Hi! So I'm not sure which forum to post on regarding my issue, so if this isn't the correct one I would really appreciate it if someone could point me in the right direction 

I bought a Lenovo Chromebook (refurbished) and it works just fine other than the fact that it's supposed to be touchscreen as well and I can't seem to figure out how to turn the feature on or where I should be looking.

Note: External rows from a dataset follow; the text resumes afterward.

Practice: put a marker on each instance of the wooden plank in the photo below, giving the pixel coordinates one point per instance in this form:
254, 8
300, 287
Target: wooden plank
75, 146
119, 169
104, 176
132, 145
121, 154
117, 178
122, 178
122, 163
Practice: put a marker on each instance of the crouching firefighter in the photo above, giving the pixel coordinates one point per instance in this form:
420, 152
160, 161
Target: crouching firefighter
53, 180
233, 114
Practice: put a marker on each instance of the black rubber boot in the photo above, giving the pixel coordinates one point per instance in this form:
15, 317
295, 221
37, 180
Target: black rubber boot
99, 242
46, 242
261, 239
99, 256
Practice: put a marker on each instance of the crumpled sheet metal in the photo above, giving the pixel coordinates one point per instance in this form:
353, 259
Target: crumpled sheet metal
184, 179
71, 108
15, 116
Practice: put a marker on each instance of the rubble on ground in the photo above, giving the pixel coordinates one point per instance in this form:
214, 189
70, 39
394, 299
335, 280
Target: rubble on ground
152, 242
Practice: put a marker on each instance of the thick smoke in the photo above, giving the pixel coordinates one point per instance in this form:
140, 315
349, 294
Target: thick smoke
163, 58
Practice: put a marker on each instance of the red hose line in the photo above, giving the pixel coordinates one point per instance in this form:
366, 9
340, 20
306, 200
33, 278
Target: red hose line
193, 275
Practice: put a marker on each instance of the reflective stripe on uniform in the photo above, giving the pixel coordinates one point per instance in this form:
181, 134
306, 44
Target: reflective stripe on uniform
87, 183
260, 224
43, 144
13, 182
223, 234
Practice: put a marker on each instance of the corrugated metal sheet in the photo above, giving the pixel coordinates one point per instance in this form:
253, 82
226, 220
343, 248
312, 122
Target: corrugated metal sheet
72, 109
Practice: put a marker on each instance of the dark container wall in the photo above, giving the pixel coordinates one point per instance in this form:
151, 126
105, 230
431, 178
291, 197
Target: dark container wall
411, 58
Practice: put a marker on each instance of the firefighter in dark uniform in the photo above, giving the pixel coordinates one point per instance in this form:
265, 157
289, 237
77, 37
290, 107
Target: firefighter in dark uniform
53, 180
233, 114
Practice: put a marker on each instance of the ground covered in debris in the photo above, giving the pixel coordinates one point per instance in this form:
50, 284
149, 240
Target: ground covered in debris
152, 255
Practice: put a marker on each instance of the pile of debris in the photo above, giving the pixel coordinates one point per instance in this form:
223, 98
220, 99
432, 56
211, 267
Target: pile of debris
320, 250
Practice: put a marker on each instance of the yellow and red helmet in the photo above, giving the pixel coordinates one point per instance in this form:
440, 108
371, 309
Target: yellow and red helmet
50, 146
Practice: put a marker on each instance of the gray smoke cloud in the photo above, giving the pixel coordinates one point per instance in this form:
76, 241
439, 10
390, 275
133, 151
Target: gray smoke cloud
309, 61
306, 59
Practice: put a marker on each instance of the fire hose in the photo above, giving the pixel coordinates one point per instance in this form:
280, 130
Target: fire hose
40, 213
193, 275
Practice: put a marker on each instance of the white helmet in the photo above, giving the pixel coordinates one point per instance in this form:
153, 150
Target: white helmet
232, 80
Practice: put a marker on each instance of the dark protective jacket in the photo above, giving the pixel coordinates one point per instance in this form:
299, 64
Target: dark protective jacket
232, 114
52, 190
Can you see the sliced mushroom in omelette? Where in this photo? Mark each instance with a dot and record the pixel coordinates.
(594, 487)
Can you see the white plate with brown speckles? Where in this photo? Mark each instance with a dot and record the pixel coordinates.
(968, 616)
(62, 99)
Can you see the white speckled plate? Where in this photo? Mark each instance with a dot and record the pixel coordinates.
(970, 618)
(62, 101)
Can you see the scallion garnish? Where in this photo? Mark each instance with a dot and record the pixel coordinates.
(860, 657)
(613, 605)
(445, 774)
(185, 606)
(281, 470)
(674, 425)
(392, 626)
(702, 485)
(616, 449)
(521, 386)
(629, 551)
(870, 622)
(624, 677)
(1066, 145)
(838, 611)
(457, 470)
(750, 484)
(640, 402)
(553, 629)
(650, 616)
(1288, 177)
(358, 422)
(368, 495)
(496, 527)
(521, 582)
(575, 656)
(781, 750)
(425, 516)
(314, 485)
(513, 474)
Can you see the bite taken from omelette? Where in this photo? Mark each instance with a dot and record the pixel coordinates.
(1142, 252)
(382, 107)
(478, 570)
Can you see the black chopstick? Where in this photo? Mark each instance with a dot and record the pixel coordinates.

I'm terrible with technology in general, but I just want to get my money's worth lol.
Thank you and happy holidays


----------



## Gr3iz (Mar 9, 2009)

Hello and welcome to TSG!! I'm going to request this thread be moved to the Hardware forum, for now.

It would be most helpful if you were to provide some information about your laptop.


----------



## MPR (27 d ago)

Look for information like this for your specific model (or follow the instructions if this is your model).






How to Disable the Touchscreen on a Chromebook - Lenovo Support US







pcsupport.lenovo.com


----------



## plodr (Jun 27, 2014)

Doesn't a Chromebook problem belong in Other operating systems a subset of Phones and *Mobile devices*?








Other Operating Systems


All other operating systems not mentioned above go here.




www.techguy.org





Until we know the exact model of the Lenovo chromebook we can't provide much help.
Also since it is refurbished, perhaps parts were replaced, possibly the screen.


----------



## Couriant (Mar 26, 2002)

plodr said:


> Doesn't a Chromebook problem belong in Other operating systems a subset of Phones and *Mobile devices*?
> 
> 
> 
> ...


Touchscreen is hardware so this would be best forum for now 

@Nae Simp Please provide the serial number which should be on the bottom of the Lenovo.


----------